MP Jakarta – Tak hanya sebagai entitas sosial, perempuan juga punya peran strategis sebagai benteng pertahanan dalam upaya pemberantasan korupsi. Hal ini disampaikan Wakil Ketua KPK, Ibnu Basuki Widodo, dalam pembekalan antikorupsi bertajuk “Peran Serta Puteri Indonesia dalam Upaya Pemberantasan Korupsi” kepada 45 finalis Puteri Indonesia 2026 di Gedung Pusat Edukasi Antikorupsi (ACLC) KPK, Jakarta, Kamis (9/4).
“Mengutip RA Kartini, perempuan adalah tiang negara. Apabila perempuan itu baik, maka baiklah negara. Apabila perempuan itu rusak, maka rusaklah negara. Dengan demikian, dapat dikatakan bahwa tugas perempuan sangat besar, karena kualitas sebuah bangsa sangat bergantung pada kualitas perempuannya,” ujar Ibnu.
Ia menegaskan, perempuan harus menempati posisi sentral dalam menjaga integritas, baik di lingkungan keluarga maupun masyarakat. Peran ini dinilai krusial, mengingat perempuan tidak hanya berpotensi menjadi agen pencegah korupsi, tetapi juga memiliki kerentanan untuk terlibat dalam praktik korupsi apabila nilai-nilai integritas tidak tertanam kuat sejak dini.
Data KPK menunjukkan, sejak tahun 2004 hingga tahun 2025, terdapat 1.951 pelaku tindak pidana korupsi yang sudah ditangani, terdiri dari 1.742 laki-laki dan 162 perempuan. Ironisnya, dari data tersebut KPK mencatat koruptor termuda adalah perempuan berusia 24 tahun.
“Data ini menjadi pengingat bahwa korupsi tidak mengenal gender maupun usia. Siapa pun bisa terjerumus jika tidak memiliki integritas yang kuat,” jelasnya.
Ibnu juga mengingatkan, saat ini pola korupsi kian kompleks, termasuk melibatkan lingkaran keluarga (suami-istri, orang tua-anak, hingga teman dekat). Oleh karena itu, perempuan, khususnya para finalis Puteri Indonesia 2026, diharapkan mampu menjadi garda terdepan dalam memutus rantai praktik korupsi.
“Kita harus bersama-sama mengamalkan nilai-nilai antikorupsi, salah satunya sikap sederhana. Hidup apa adanya, tidak besar pasak daripada tiang,” pesan Ibnu.
Integritas Jadi Basis Penilaian
Direktur PT Mustika Ratu Tbk sekaligus Ketua Pemilihan Puteri Indonesia 2026, Kusuma Ida Anjani, menyampaikan bahwa kerja sama dengan KPK telah berlangsung selama lebih dari satu dekade sebagai bagian dari pembentukan karakter peserta.
“Para finalis diharapkan mampu membawa pesan ini ke daerah asal masing-masing. Bahkan, pemenang Puteri Indonesia sebelumnya merupakan peserta yang menunjukkan integritas kuat saat pembekalan di KPK,” ujar Kusuma.
Lebih lanjut, KPK bersama Yayasan Puteri Indonesia dan PT Mustika Ratu Tbk mendorong para finalis untuk menjadi agen antikorupsi di tengah masyarakat. Pembekalan ini juga menjadi agenda awal masa karantina, sekaligus menanamkan nilai integritas sebagai fondasi utama bagi para finalis yang berasal dari seluruh provinsi di Indonesia.

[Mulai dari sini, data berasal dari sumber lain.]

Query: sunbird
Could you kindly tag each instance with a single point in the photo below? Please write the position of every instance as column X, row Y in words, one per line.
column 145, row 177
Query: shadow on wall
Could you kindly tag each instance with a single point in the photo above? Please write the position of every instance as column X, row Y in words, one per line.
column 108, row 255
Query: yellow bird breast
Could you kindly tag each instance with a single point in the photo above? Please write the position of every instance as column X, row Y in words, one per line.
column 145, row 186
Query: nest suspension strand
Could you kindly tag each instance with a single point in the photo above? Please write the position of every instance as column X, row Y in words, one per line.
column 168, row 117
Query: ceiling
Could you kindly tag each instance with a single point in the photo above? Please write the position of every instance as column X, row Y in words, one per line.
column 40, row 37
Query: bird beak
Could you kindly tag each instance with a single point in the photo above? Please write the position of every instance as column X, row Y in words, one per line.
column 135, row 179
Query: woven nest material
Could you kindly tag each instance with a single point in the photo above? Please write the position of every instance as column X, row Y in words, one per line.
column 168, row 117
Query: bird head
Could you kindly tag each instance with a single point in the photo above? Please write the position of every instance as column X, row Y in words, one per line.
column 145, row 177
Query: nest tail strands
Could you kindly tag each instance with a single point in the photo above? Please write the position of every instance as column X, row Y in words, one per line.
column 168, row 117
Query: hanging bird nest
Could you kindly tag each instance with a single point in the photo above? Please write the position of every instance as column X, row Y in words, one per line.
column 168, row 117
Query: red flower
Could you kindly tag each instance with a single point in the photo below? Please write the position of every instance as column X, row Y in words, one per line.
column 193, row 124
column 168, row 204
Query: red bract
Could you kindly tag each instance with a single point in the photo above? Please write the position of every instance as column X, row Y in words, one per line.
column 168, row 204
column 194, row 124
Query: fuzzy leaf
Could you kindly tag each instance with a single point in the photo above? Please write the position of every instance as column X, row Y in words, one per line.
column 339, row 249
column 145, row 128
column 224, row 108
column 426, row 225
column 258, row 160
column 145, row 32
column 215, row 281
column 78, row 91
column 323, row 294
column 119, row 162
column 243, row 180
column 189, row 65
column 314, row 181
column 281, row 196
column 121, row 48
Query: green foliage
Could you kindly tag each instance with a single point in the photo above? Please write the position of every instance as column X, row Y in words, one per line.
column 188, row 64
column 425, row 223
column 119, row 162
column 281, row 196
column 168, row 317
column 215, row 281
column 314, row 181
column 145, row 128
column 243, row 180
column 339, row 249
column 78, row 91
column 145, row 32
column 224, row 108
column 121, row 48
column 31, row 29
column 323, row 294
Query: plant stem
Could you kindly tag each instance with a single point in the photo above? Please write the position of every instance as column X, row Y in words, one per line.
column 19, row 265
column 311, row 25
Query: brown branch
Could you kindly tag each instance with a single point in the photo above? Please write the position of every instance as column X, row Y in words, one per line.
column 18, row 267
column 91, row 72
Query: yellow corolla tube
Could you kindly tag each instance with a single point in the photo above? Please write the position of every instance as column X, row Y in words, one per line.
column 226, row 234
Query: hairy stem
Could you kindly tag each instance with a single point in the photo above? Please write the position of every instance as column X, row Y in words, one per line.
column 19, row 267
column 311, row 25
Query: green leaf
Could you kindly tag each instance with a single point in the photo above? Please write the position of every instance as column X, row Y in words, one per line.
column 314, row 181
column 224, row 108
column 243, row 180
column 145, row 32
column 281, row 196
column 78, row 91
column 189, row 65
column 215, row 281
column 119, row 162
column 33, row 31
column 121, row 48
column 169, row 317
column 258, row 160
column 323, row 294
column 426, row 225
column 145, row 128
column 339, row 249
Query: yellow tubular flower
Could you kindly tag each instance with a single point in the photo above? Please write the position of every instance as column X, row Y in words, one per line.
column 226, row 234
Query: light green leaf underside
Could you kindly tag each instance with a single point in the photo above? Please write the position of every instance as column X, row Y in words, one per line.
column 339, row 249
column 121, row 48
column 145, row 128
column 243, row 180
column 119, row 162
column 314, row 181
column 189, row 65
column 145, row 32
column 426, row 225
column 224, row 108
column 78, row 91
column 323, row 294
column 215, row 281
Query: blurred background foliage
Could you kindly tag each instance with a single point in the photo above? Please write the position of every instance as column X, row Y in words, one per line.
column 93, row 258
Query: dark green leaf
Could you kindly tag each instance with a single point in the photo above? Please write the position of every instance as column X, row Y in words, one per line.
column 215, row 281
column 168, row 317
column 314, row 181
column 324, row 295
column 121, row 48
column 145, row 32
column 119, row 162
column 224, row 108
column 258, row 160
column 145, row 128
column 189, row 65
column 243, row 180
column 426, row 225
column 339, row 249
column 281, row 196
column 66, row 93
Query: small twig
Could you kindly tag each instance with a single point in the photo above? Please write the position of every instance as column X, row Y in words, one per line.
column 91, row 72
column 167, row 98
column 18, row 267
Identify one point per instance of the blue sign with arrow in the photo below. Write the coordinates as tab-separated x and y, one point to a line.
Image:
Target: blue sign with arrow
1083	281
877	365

“Para finalis diharapkan mampu menginspirasi generasi muda untuk berani menolak praktik tidak jujur, menanamkan nilai integritas sejak dini, serta membangun kesadaran bahwa korupsi berdampak luas terhadap kehidupan masyarakat,” tutup Ibnu.
Hadir dalam kegiatan ini Deputi Bidang Pendidikan dan Peran Serta Masyarakat KPK, Wawan Wardiana; Plh Direktur Pembinaan Peran serta Masyarakat KPK, Johnson Ridwan Ginting; Ketua Bidang Komunikasi Yayasan Puteri Indonesia, Mega Angkasa; Puteri Indonesia 2025, Firsta Yufi Amarta; serta 45 finalis Puteri Indonesia 2026.